Why El Paso? Many fellow Ohioans seek winter relief in either Florida or Arizona, mostly in the Phoenix area. But, I have been to Florida many times and I am kind of bored with it. My parents lived there for nearly 20 years in retirement on the west coast in the St. Petersburg-Clearwater area and I visited them almost every year during March.

I spent about 5 days in the Phoenix area in February, 2000 covering a couple of tire company meetings as a reporter for Tire Business. The weather was delightful, but Phoenix was a sprawling city nearly 20 years ago and I’m sure it’s even worse now.

So, I checked various web sites on climate for several cities in the southwest and I picked El Paso. It has a dry climate with less than 10 inches of precipitation and about 300 sunny days a year. The average high temperature in January is upper-50s moving up to the 70s by the beginning of April.

El Paso’s metropolitan area has a population of about 800,000 and it is directly across the Rio Grande river from Juarez, Mexico. So, the Latino influence on the city is very strong and I’m looking forward to more exposure to that.

I also enrolled in a couple of short non-credit courses at UTEP that I will write more about in weeks to come. One that I am especially looking forward to is “Borderlands: History and Culture” Taught by a retired professor from the University of Arizona.
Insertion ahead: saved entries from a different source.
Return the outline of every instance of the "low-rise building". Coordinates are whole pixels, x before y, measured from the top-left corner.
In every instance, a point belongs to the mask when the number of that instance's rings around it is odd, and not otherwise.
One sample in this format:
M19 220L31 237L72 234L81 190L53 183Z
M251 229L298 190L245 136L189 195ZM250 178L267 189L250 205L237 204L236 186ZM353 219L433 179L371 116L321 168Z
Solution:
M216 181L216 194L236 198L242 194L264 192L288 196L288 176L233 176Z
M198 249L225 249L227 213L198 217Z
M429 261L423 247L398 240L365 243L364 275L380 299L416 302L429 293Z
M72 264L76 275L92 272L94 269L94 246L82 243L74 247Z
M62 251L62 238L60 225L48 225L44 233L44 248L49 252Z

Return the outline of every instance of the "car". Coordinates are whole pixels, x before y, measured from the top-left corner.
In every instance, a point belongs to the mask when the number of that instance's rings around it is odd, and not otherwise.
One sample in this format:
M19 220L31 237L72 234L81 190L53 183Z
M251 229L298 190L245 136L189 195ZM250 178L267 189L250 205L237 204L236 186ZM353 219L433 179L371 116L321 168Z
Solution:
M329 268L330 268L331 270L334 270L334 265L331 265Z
The El Paso region and spreading west to New Mexico and Arizona is called the Borderland by locals.

To find a long-term rental, I checked both AirBnb and VRBO for properties in several cities. Once I decided on El Paso, I found a very small house called a casita on the west side of the city. As a bonus, this house is very close to the University of Texas El Paso campus. I am hoping to attend many activities there. Also, the cost for rentals here is less than coastal areas of Florida and Phoenix.

I’ve ready attended a basketball game at Don Haskins Center where the UTEP Miners lost to Old Dominion University by 2 points. Multiple times during the game, the pep band played the school’s fight song, an upbeat version of the 1959-hit song “El Paso” by Marty Robbins. Also, the UTEP dance team is called “The Gold Diggers” and before the game, several soldiers from Fort Bliss rappelled down ropes from the rafters at the top of the area tossing t-shirts to the fans below.

Now this next part is difficult for an alumni of The University of Kentucky (M.A., 1974). In the 1966 NCAA Basketball Tournament Final, heavily favored Kentucky played Texas Western University (now called UTEP). I watched that game on TV as a high school senior and the Miners beat Kentucky to win the national championship—the first team with an all-black starting lineup to do so.

It was one of the biggest upsets in college basketball history and changed the game forever.
High above one end of the UTEP arena are several banners with the names and numbers of key players from that team. The Haskins Center is located on Glory Road, which is also the title of a successful feature film about that team released in 2006.

In my first week, I’ve had several good meals of Mexican food and I have been writing quite a bit. I’ve taken a couple of walks in a very nice park across the street from my house and have begun to explore the outlying areas. Yesterday, I drove about 45 minutes to Las Cruces, NM, to look around and have lunch. I considered that town for my winter sabbatical. Based on what I saw there; El Paso was a better choice.